When we started our aquaponics venture almost 2 years ago, I was
only interested in raising a few fish to eat and fertilize our grow beds. I have never had fish in my life so I am surprised at how interesting fish are.
When we decided to build the greenhouse to start aquaponics gardening, we knew we would have to buy a few fish from a breeder and then breed them as our systems got larger and as we harvested stock for dinner. So I studied to learn more about tilapia breeding.
Our first breeding was by accident, as told in a previous post: Best Laid Plans: Our venture into aquaponics. Then we began purposely trying to breed, which yielded 300-400 offspring with each pairing. Thank God there is a market for tilapia.

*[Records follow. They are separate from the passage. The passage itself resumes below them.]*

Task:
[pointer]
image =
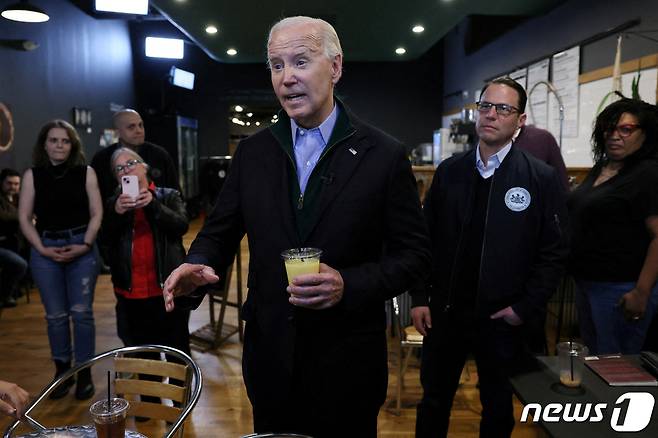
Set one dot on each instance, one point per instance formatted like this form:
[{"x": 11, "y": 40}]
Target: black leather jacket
[{"x": 168, "y": 219}]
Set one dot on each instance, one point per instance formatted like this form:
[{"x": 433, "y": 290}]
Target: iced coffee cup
[
  {"x": 301, "y": 261},
  {"x": 570, "y": 356},
  {"x": 110, "y": 420}
]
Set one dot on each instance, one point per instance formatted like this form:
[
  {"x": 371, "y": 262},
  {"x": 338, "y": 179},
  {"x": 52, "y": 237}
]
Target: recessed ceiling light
[{"x": 173, "y": 48}]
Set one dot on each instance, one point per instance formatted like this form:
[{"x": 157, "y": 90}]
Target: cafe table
[
  {"x": 85, "y": 431},
  {"x": 603, "y": 410}
]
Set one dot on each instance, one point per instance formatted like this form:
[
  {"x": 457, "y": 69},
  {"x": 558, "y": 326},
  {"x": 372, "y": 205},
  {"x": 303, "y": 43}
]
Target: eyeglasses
[
  {"x": 502, "y": 109},
  {"x": 623, "y": 130},
  {"x": 129, "y": 165}
]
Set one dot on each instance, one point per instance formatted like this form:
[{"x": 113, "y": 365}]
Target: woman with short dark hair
[
  {"x": 145, "y": 235},
  {"x": 62, "y": 193},
  {"x": 614, "y": 215}
]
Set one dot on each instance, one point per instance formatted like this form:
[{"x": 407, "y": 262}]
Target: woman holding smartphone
[
  {"x": 614, "y": 218},
  {"x": 61, "y": 191},
  {"x": 145, "y": 225}
]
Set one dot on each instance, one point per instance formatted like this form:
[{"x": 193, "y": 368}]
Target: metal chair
[
  {"x": 188, "y": 395},
  {"x": 409, "y": 339}
]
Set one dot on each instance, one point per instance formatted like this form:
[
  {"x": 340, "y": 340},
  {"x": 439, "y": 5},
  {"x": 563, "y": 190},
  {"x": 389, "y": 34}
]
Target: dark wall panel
[
  {"x": 403, "y": 98},
  {"x": 80, "y": 62}
]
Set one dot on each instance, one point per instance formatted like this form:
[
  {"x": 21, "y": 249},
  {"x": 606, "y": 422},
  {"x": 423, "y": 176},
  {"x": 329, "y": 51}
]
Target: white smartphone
[{"x": 130, "y": 185}]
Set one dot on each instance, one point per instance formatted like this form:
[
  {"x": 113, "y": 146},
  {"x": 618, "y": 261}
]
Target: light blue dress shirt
[
  {"x": 492, "y": 163},
  {"x": 308, "y": 144}
]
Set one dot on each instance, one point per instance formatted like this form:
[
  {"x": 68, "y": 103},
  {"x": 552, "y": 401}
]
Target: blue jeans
[
  {"x": 67, "y": 293},
  {"x": 13, "y": 269},
  {"x": 602, "y": 324}
]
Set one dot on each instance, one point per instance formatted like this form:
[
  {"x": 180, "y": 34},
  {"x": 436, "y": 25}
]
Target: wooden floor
[{"x": 224, "y": 410}]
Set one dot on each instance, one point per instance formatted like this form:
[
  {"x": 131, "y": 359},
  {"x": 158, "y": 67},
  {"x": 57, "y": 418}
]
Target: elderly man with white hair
[{"x": 314, "y": 359}]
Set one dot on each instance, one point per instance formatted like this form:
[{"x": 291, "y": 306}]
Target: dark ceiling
[{"x": 369, "y": 30}]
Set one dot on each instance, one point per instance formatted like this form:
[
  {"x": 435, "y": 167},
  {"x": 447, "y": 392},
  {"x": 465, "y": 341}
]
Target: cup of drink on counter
[
  {"x": 571, "y": 356},
  {"x": 110, "y": 420},
  {"x": 300, "y": 261}
]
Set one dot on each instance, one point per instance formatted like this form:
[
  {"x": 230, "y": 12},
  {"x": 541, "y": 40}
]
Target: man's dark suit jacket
[{"x": 369, "y": 225}]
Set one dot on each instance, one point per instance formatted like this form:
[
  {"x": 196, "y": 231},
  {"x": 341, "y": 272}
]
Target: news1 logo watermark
[{"x": 630, "y": 413}]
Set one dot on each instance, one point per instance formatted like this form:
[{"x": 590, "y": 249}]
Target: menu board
[
  {"x": 565, "y": 69},
  {"x": 538, "y": 94}
]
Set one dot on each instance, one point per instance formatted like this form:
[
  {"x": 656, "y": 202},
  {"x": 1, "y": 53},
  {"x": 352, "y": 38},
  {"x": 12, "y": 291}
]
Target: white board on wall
[{"x": 577, "y": 151}]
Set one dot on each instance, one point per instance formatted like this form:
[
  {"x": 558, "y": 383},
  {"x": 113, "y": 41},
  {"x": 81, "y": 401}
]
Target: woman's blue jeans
[
  {"x": 602, "y": 324},
  {"x": 67, "y": 293}
]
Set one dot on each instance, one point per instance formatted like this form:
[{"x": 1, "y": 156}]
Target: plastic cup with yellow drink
[{"x": 301, "y": 261}]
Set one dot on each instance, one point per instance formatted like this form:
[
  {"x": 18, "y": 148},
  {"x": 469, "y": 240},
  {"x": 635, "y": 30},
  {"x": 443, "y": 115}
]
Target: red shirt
[{"x": 144, "y": 278}]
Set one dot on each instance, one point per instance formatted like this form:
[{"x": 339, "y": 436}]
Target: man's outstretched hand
[{"x": 184, "y": 280}]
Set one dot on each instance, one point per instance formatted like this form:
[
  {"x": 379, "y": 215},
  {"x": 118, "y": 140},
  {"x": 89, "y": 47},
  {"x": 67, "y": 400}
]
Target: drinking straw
[
  {"x": 108, "y": 391},
  {"x": 571, "y": 357}
]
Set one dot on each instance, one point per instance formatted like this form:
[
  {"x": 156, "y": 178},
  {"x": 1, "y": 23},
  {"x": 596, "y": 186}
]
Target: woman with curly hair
[{"x": 61, "y": 191}]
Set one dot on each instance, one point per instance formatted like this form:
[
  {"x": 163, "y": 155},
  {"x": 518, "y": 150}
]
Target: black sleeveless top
[{"x": 60, "y": 197}]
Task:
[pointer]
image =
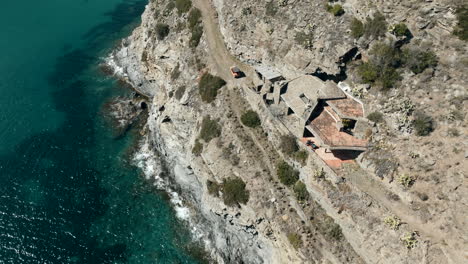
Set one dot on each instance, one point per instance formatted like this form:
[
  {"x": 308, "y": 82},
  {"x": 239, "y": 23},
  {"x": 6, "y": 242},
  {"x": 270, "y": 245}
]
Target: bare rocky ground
[{"x": 360, "y": 197}]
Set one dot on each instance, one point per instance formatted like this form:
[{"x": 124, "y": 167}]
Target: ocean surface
[{"x": 68, "y": 193}]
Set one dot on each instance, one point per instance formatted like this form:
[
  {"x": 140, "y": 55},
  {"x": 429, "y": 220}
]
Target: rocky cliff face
[{"x": 343, "y": 220}]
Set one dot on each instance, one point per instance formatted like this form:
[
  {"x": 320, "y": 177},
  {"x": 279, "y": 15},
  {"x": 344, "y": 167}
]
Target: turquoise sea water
[{"x": 67, "y": 191}]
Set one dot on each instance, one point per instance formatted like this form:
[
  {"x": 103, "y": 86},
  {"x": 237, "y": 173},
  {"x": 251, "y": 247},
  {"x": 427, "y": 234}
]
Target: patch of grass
[
  {"x": 208, "y": 87},
  {"x": 288, "y": 144},
  {"x": 423, "y": 124},
  {"x": 180, "y": 92},
  {"x": 461, "y": 29},
  {"x": 295, "y": 240},
  {"x": 376, "y": 117},
  {"x": 393, "y": 222},
  {"x": 336, "y": 10},
  {"x": 271, "y": 8},
  {"x": 304, "y": 39},
  {"x": 213, "y": 188},
  {"x": 251, "y": 119},
  {"x": 287, "y": 174},
  {"x": 162, "y": 30},
  {"x": 197, "y": 148},
  {"x": 183, "y": 6},
  {"x": 357, "y": 28},
  {"x": 375, "y": 27},
  {"x": 418, "y": 60},
  {"x": 197, "y": 33},
  {"x": 401, "y": 30},
  {"x": 234, "y": 191},
  {"x": 300, "y": 190},
  {"x": 194, "y": 18},
  {"x": 210, "y": 129}
]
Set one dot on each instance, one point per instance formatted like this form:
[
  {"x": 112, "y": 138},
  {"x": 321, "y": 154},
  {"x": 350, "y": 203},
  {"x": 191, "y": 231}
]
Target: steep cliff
[{"x": 345, "y": 218}]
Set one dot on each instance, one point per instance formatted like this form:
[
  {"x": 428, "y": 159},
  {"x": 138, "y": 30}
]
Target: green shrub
[
  {"x": 208, "y": 87},
  {"x": 197, "y": 148},
  {"x": 194, "y": 17},
  {"x": 197, "y": 33},
  {"x": 162, "y": 30},
  {"x": 418, "y": 60},
  {"x": 401, "y": 30},
  {"x": 183, "y": 6},
  {"x": 376, "y": 117},
  {"x": 357, "y": 28},
  {"x": 234, "y": 192},
  {"x": 375, "y": 27},
  {"x": 250, "y": 119},
  {"x": 393, "y": 222},
  {"x": 336, "y": 10},
  {"x": 295, "y": 240},
  {"x": 423, "y": 124},
  {"x": 306, "y": 40},
  {"x": 334, "y": 230},
  {"x": 210, "y": 129},
  {"x": 301, "y": 156},
  {"x": 213, "y": 188},
  {"x": 180, "y": 92},
  {"x": 271, "y": 8},
  {"x": 461, "y": 29},
  {"x": 287, "y": 174},
  {"x": 288, "y": 144},
  {"x": 301, "y": 191}
]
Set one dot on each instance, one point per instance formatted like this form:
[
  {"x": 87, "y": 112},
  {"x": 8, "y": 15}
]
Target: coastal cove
[{"x": 69, "y": 192}]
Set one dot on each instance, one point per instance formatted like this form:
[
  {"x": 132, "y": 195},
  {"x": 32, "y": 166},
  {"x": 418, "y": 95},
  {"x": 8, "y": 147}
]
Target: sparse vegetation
[
  {"x": 461, "y": 30},
  {"x": 180, "y": 92},
  {"x": 410, "y": 240},
  {"x": 393, "y": 222},
  {"x": 287, "y": 174},
  {"x": 406, "y": 180},
  {"x": 183, "y": 6},
  {"x": 423, "y": 124},
  {"x": 288, "y": 144},
  {"x": 357, "y": 28},
  {"x": 376, "y": 117},
  {"x": 213, "y": 188},
  {"x": 418, "y": 60},
  {"x": 400, "y": 30},
  {"x": 210, "y": 129},
  {"x": 234, "y": 191},
  {"x": 271, "y": 8},
  {"x": 208, "y": 87},
  {"x": 301, "y": 156},
  {"x": 304, "y": 39},
  {"x": 295, "y": 240},
  {"x": 251, "y": 119},
  {"x": 197, "y": 33},
  {"x": 194, "y": 18},
  {"x": 375, "y": 27},
  {"x": 197, "y": 148},
  {"x": 162, "y": 30},
  {"x": 300, "y": 190},
  {"x": 336, "y": 10}
]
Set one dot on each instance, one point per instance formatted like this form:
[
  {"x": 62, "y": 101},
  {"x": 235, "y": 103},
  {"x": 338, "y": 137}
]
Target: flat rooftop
[{"x": 324, "y": 126}]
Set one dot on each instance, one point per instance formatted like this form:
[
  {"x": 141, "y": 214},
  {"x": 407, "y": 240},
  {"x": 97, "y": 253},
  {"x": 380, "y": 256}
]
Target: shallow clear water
[{"x": 67, "y": 192}]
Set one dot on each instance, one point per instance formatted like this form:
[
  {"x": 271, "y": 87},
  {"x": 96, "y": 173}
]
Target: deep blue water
[{"x": 67, "y": 191}]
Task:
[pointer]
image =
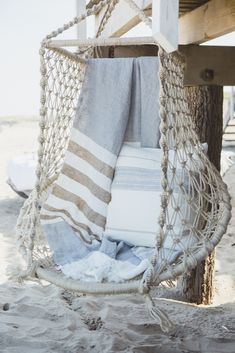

Anyway we made a lot of mistakes, but I think we have now learned how to best breed when we need. Although accidents still happen in the big tanks-think hormonal 18 year old! Unfortunately most of the accidents end up getting eaten by the adult fish in the tank before we can extract them.
Here is a digest of what we have learned if one is thinking about breeding tilapia.
1) Have a separate breeding tank away from the aquaponics system so that the breeding can be better managed.
2) Start with about 5 fish around 5-6 months of age-say 2 males and 3 females. Be sure that the females are a little larger than their potential male mates. Male tilapia are very aggressive and will kill the females if they are not producing when the male is ready. Larger females can better defend themselves.
3) When the timing is right, a male and female will begin to pair. The male will be aggressive toward all other fish to keep them away from their fertile female. When this occurs, it is best to remove the other fish.
4) The female will then lay the eggs on the tank bottom in small piles.
5) The male will begin to hover over the eggs and fertilize each pile. This may occur 2-3 times until the female is satisfied that the eggs are fertilized. Once complete the male needs to be removed as he will be aggressive toward the babies and eat them.
6) Once fertilized, the female will scoop all the eggs into her mouth, keeping them warm and safe for around 7 days. Between day 7 and day 9, the female will release the new born fish into the tank. at release they are less than 1/16″ long.
7) When the female feels safe enough to release the babies, now called fry, she can now be removed from the tank. We have had mothers eat their fry in the first few days.
8) Mother removed, the tank is now completely siblings-usually between 300 & 400. They are fed fry powder the first few weeks before moving into larger food or duckweed.
Process complete until we decide to mate again.